Many, who had never thought about entrepreneurship in their lives, have been forced to venture out, thanks to the job loss. Most of these are led by women. Some of these may die out eventually, but a few will become huge, developing into the engine of growth. Innovation has become like oxygen, a survival necessity rather than a luxury. Such a crisis in human history wipes out many redundant systems and gives birth to new and better ones.

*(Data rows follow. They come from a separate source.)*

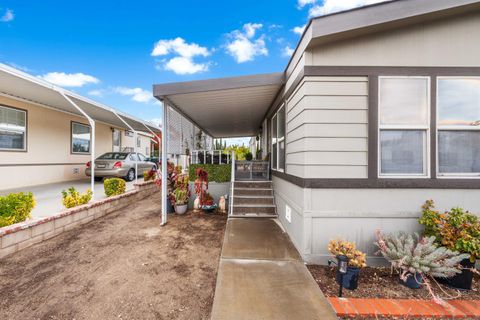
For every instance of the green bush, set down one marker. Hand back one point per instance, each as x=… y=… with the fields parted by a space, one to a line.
x=216 y=172
x=114 y=186
x=73 y=198
x=15 y=207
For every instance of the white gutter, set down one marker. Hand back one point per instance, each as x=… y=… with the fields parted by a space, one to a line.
x=135 y=135
x=92 y=139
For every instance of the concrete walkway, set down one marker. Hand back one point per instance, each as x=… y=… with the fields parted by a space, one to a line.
x=261 y=276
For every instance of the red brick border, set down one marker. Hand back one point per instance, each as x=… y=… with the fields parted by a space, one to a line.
x=395 y=308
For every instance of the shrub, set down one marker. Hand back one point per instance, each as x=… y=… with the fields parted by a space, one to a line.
x=149 y=175
x=216 y=172
x=15 y=208
x=72 y=198
x=114 y=186
x=413 y=254
x=356 y=258
x=458 y=230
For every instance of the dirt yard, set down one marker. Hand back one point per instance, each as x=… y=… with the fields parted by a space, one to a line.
x=122 y=266
x=380 y=283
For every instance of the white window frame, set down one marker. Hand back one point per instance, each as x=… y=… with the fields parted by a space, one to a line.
x=24 y=149
x=71 y=138
x=451 y=128
x=427 y=141
x=277 y=141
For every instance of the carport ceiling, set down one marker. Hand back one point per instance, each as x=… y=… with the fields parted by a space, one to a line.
x=227 y=107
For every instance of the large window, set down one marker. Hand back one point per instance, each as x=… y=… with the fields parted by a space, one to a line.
x=278 y=140
x=13 y=129
x=458 y=126
x=80 y=138
x=404 y=124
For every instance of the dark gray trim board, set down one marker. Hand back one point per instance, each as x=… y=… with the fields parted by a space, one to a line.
x=40 y=164
x=307 y=183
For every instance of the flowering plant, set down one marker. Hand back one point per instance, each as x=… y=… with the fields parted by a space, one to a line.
x=340 y=247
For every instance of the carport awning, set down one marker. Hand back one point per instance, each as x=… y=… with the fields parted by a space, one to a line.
x=226 y=107
x=17 y=84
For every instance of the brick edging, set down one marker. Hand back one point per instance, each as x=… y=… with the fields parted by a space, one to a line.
x=22 y=235
x=414 y=308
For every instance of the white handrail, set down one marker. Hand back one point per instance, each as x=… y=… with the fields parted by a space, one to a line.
x=232 y=183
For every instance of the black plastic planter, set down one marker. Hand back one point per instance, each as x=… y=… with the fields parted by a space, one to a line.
x=412 y=281
x=462 y=281
x=350 y=279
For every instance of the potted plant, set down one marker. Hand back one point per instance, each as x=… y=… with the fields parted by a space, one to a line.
x=356 y=260
x=458 y=230
x=181 y=200
x=206 y=201
x=416 y=258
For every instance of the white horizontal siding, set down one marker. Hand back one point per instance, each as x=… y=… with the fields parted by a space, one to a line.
x=309 y=158
x=327 y=128
x=328 y=172
x=328 y=144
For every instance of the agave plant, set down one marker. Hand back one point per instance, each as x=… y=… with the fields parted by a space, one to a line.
x=419 y=255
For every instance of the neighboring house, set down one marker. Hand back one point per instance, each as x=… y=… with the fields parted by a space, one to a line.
x=45 y=139
x=377 y=111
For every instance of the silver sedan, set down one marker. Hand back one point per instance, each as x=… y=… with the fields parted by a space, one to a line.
x=121 y=165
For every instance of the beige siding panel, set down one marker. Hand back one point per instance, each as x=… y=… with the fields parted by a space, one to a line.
x=328 y=158
x=448 y=42
x=336 y=88
x=328 y=116
x=328 y=130
x=328 y=172
x=328 y=144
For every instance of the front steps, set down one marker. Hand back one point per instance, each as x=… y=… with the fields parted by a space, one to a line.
x=253 y=199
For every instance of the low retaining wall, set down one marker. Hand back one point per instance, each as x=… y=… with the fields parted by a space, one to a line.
x=22 y=235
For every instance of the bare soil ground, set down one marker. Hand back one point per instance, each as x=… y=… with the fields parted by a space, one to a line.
x=380 y=283
x=122 y=266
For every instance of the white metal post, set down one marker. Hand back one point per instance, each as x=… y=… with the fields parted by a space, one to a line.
x=232 y=183
x=164 y=163
x=134 y=143
x=92 y=140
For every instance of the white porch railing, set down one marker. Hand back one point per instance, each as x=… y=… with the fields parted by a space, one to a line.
x=209 y=157
x=232 y=184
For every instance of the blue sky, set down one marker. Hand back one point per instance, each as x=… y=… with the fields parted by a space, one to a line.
x=113 y=51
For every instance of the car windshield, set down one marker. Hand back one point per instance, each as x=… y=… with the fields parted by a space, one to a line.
x=113 y=156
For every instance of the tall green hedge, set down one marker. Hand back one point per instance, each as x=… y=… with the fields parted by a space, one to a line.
x=216 y=172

We cannot be indefinitely sitting at home, hoping that this would go away. The minimum action that people would need from the government is the strict implementation of the COVID Protocol. Ensure everyone wears masks, maintain social distancing, and sanitize public transport and places frequently. Strict fines and imprisonment need to be imposed on violators. Also, the implementation of strict work from home for all non-essential services is a must.
Ensure this much and allow normal lives with the resumption of the public transport system, and we would bounce back sooner. If we find the authorities failing in this too, which is more probable, given the track record since Independence, we will bounce back still, but with more casualties and pain. We are used to such disappointments. This is a country that won freedom on empty stomachs. This is a country that has survived many foreign invasions and colonization, not to say about sweeping famines, natural disasters, and pandemics. We survived every disaster and built a nation, flawed yet glorious. As usual, we will survive this too and come stronger out of it, with or without the support of the politicians. Just do not stand in our way.